Sometimes toddlers are reluctant to wee outside - offer them a flower or pebble to wee on - it makes it more fun when there's something to aim for!
Toddlers sometimes like to hide to do their wee or poo - if they want privacy why not make a little camp around the potty using towels or a cardboard box (with a torch inside to make it even more alluring!).
To help your child feel more comfortable with sitting on the potty encourage them to sit on it clothed before you start trying it without a nappy/clothes on.
If children like to sit on a big toilet but their legs are dangling unsupported, try to find a stool for their feet to rest on. When the legs dangle the rectal muscles tighten and it's harder to poo.
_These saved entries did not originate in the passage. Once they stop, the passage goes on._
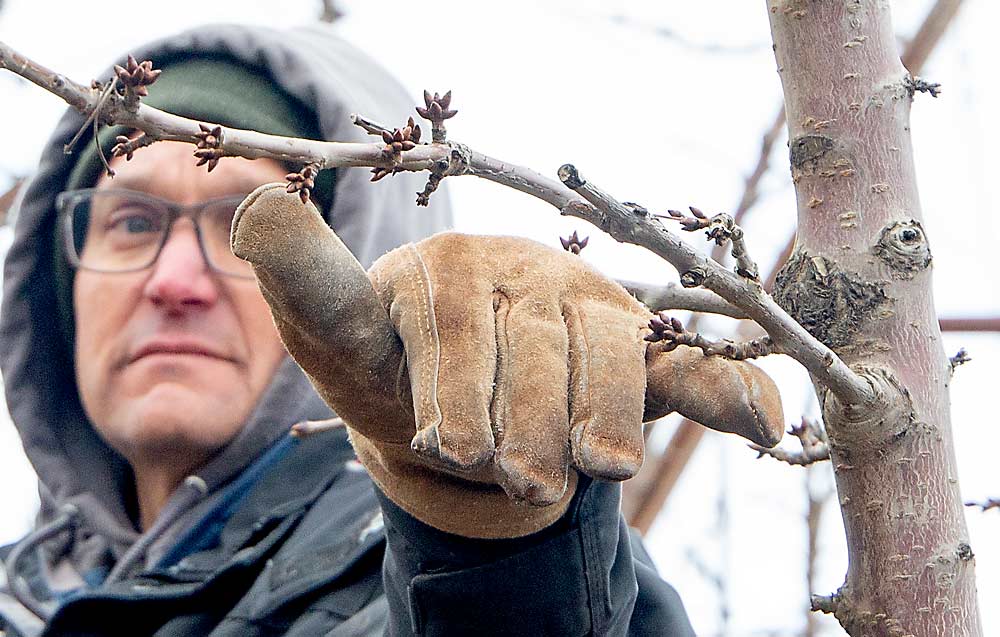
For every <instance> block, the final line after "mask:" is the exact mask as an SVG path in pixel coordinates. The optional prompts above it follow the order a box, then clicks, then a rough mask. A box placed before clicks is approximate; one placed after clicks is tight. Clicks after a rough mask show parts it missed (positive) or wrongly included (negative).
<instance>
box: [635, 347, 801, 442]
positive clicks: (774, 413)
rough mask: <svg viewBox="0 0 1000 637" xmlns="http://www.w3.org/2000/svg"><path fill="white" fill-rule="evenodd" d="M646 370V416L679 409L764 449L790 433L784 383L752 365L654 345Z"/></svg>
mask: <svg viewBox="0 0 1000 637" xmlns="http://www.w3.org/2000/svg"><path fill="white" fill-rule="evenodd" d="M646 374H647V379H648V386H647V390H646V413H645V416H644V418H645V419H646V420H655V419H656V418H660V417H662V416H665V415H666V414H668V413H670V412H672V411H676V412H678V413H680V414H681V415H683V416H684V417H686V418H690V419H691V420H693V421H695V422H698V423H701V424H702V425H704V426H706V427H709V428H710V429H715V430H716V431H722V432H725V433H735V434H737V435H739V436H742V437H744V438H746V439H747V440H750V441H752V442H755V443H757V444H758V445H762V446H764V447H773V446H774V445H776V444H778V442H779V441H780V440H781V437H782V435H783V434H784V415H783V413H782V409H781V396H780V395H779V393H778V387H777V386H776V385H775V384H774V381H773V380H771V377H770V376H768V375H767V374H765V373H764V371H763V370H761V369H760V368H758V367H756V366H755V365H752V364H751V363H746V362H742V361H732V360H727V359H724V358H720V357H718V356H705V355H704V354H702V353H701V351H700V350H697V349H693V348H689V347H678V348H677V349H675V350H673V351H670V352H663V351H659V350H658V349H657V348H655V347H650V348H649V349H648V352H647V354H646Z"/></svg>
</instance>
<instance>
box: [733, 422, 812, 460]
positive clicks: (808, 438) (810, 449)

Once your child is familiar with the potty you can empty the contents of a pooey nappy into the potty. Take as long as you need to admire it together! Explain that this is where the poo needs to go and then when you're ready it can go in the toilet and your little one can flush it away and say 'bye bye poo'!
Aim for potty use at specific times of the day such as on waking up in the morning and after naps or before a bath. You could do this together, with you on the toilet and the child on the potty!
Expect accidents and view them as learning experiences! Punishing or sounding disappointed can be very counter-productive as they will discourage the child from working with you.
If you notice your child just starting to poo you can bring a potty over and sit them on - sometimes moving the child to the bathroom can interrupt the process.
Keep a small 'potty basket' next to the potty containing a few favourite look books and some fiddle toys (for those who like to take their time over a poo).
Croc-style shoes are handy when potty training.
A sports water bottle (with a squirty top) is handy for rinsing a potty, either at home or when travelling.
When practising elimination communication carry a small plastic container (eg: an old butter tub) holding a flannel and a jar with a screwable lid. The baby can pee in the container, the flannel absorbs spillages and the wee can be poured into the jar if necessary. (such as on bus journeys).